Kubernetes Operator vs Controller vs CRD: The Difference Explained (with Code)

"Operator", "Controller", and "CRD" are three of the most-confused terms in the entire Kubernetes ecosystem. Tutorials use them interchangeably, job interviews ask trick questions about them, and even seasoned engineers get the distinctions wrong. The truth is simple: they are three different things that often appear together, and once you see the pattern you can never un-see it.
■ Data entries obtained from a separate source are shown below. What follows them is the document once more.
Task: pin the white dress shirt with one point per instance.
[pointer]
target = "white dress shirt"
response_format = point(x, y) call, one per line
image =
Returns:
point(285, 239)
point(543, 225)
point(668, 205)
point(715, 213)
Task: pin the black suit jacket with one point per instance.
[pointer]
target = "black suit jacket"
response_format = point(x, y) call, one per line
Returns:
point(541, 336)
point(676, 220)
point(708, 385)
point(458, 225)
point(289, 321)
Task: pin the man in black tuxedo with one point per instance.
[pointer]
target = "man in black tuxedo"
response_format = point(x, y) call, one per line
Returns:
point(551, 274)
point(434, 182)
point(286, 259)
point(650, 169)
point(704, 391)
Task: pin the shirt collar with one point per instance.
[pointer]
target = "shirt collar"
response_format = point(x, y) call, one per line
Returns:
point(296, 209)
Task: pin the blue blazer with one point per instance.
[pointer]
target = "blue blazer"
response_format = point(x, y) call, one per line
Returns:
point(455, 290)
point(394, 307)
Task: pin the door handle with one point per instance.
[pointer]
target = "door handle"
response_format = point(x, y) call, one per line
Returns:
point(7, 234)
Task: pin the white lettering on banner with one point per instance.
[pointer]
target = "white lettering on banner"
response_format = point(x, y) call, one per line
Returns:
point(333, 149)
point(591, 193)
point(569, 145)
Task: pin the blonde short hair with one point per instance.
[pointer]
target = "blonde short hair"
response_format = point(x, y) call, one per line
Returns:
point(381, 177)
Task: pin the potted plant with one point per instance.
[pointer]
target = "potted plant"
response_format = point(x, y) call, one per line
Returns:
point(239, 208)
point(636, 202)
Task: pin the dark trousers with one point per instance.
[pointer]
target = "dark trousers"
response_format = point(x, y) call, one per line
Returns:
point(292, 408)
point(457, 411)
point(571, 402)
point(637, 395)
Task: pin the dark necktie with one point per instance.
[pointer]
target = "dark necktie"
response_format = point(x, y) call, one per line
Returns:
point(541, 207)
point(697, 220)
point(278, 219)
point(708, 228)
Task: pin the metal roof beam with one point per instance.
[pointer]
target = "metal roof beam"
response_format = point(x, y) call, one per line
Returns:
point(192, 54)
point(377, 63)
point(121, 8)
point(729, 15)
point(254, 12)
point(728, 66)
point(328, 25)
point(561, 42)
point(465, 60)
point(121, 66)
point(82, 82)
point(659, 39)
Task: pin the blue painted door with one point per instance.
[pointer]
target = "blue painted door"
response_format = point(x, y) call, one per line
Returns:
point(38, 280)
If you have not yet read What is a Kubernetes Operator?, start there — this article assumes you already know what an Operator does and now wants to pin down where the lines are drawn.

A quick kitchen analogy

Before we touch any YAML, picture a restaurant kitchen:

A menu lists what dishes can be ordered. It is just paper — it does not cook anything.
A chef reads orders and cooks them. Without a menu, the chef has nothing to make. Without a chef, the menu is just decoration.
An Italian specialist chef is a chef who only handles Italian dishes and knows the exact subtleties (al dente pasta timing, how to balance an arrabbiata sauce, when fresh basil goes in versus dried).

Map that to Kubernetes:

Restaurant	Kubernetes
Menu (the list of dishes)	CRD — declares what custom objects exist
Chef (any chef who reads orders and cooks)	Controller — watches the API server and acts
Italian specialist chef (knows one cuisine deeply)	Operator — a controller that knows one application deeply

Restaurant kitchen analogy for Kubernetes: a menu represents the CRD (data only, no behaviour), a generic chef represents the Controller (any cook who reads orders and acts), and an Italian specialist chef represents the Operator (knows one cuisine deeply). Below: CRD + Controller + Domain knowledge = Operator.

That's the whole framing. The rest of this article makes it precise.

The 60-second answer

Here are the three terms in one sentence each:

A CRD (Custom Resource Definition) is a YAML schema that teaches the Kubernetes API server about a new object type. It is data, not code.
A Controller is a program that runs a control loop — watch, compare, act — to drive the actual state of one or more resources toward their desired state. The official definition lives in the Kubernetes docs.
An Operator is a controller that uses one or more CRDs to manage a specific application (Postgres, Kafka, cert-manager), and that encodes the operational know-how of running that application as code.

The relationship in one line:

Controller + CRD + Application-domain knowledge = Operator.

Or, in the most-quoted Stack Overflow phrasing:

"All Operators use the controller pattern, but not all controllers are Operators. It's only an Operator if it has: controller pattern + API extension + single-application focus."

CRD — the API contract (data, no behaviour)

A Custom Resource Definition adds a new resource type to the Kubernetes API. Once installed, the API server accepts, validates, and stores instances of that type just like a built-in Deployment or Service.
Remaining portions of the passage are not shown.